Figure 2.
Abundance of miR2118/482 Superfamily Members in Different Plants.
(A) Small RNA data sets were accessed through GEO, and miRNA abundance was analyzed through miRProf (Moxon et al., 2008) and expressed as counts per million reads. miR482 and 2118 sequences are defined in the text. Samples were from leaf/shoot tissue (green), floral tissue (orange), panicle/tassel (red), and other (black). Asterisk indicates those plant species where miRNA family members were not cloned. PHP, Physcomitrella patens; SEL, Selaginella; MAR, Marsilea; CYC, Cycas; GIB, Gingko biloba; PAB, Picea abies; ARF, Aristolochia fimbriata; NAD, Nuphar advena; PEA, Persea americana; ATH, Arabidopsis; SIL, Silene latifolia; VVI, V. vinifera; CAA, Capsicum annum; NIT, Nicotiana tabacum; NBE, N. benthamiana; PET, Petunia hybrida; SLY, S. lycopersicum; SPE, S. pennellii; SPI, S. pimpinellifolium; STU, S. tuberosum; LAS, Lactuca sativus; MIM, Mimulus; MTR, Medicago truncatula; GMA, G. max; PVU, Phaseolus vulgaris; CMA , Cucurbita maxima; PTR, Populus trichocarpa; CPA, Carica papaya; CSI, Citrus sinensis; GAR, Gossypium arboreum; HVU, Hordeum vulgare; TAE, Triticum aestivum; MIS, Miscanthes; SBI, Sorghum bicolor; ZMA, Zea mays; OSA, O. sativa; PVI, Panicum virgatum; SIT, Setaria italica; MAC, Musa acuminata; ZOM, Zostera marina.
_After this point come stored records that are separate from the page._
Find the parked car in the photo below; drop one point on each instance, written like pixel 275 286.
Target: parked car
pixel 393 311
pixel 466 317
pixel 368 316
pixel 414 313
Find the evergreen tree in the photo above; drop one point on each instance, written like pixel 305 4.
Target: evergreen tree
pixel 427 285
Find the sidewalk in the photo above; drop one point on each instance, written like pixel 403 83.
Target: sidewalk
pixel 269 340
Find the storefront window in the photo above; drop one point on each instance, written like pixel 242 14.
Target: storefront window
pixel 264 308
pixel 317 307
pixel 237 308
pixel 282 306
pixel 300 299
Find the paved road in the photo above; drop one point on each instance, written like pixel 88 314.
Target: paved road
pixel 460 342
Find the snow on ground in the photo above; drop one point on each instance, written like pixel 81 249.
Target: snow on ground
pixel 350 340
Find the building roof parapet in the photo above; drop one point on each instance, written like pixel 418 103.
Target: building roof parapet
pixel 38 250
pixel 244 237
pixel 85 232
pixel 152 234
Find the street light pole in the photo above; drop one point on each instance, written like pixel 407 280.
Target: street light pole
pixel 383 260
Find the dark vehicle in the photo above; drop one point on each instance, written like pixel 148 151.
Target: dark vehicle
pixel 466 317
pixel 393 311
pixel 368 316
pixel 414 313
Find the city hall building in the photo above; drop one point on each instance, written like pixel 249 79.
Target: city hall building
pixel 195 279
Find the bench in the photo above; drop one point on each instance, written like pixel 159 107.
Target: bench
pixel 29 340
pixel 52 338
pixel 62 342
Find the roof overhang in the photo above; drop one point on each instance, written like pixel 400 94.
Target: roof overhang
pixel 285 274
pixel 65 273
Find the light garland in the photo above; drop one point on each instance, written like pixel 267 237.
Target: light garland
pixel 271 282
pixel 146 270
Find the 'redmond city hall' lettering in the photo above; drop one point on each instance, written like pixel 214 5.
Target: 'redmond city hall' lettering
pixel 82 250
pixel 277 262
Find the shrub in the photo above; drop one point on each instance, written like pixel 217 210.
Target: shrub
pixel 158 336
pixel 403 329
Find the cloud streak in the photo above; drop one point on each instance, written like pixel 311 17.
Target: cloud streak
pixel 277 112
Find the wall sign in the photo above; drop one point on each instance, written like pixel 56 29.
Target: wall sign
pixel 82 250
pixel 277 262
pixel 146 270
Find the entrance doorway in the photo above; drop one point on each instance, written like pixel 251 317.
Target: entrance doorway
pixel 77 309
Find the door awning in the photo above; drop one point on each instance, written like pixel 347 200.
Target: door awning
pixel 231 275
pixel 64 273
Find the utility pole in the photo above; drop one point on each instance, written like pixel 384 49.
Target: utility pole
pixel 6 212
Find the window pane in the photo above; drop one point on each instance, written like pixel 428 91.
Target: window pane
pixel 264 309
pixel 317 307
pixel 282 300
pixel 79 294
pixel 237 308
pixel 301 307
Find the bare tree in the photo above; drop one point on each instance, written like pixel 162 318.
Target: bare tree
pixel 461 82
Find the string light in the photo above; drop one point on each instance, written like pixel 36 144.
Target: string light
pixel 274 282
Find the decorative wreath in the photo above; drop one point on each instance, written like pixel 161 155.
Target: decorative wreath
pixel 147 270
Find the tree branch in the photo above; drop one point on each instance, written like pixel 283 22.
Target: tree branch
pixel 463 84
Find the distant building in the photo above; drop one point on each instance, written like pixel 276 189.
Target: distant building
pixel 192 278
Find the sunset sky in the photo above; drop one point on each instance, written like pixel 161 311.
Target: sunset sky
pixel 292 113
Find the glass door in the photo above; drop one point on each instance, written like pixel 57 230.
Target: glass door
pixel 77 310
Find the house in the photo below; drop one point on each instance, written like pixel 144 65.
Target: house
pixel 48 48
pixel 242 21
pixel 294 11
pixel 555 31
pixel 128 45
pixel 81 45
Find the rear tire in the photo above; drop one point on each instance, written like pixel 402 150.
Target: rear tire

(B) RNA gel blot analysis of tomato miR482 isoforms and cross-hybridizing homologs in different species. Fifteen micrograms of total RNA from young seedlings was used for analysis of each sample. Total RNA was electrophoresed in a 15% polyacrylamide gel, transferred to membrane, and probed with corresponding DNA oligonucleotides (see Supplemental Table 1 online) labeled with [γ-32P]ATP. U6 serves as loading control. M, decade (Ambion) size marker.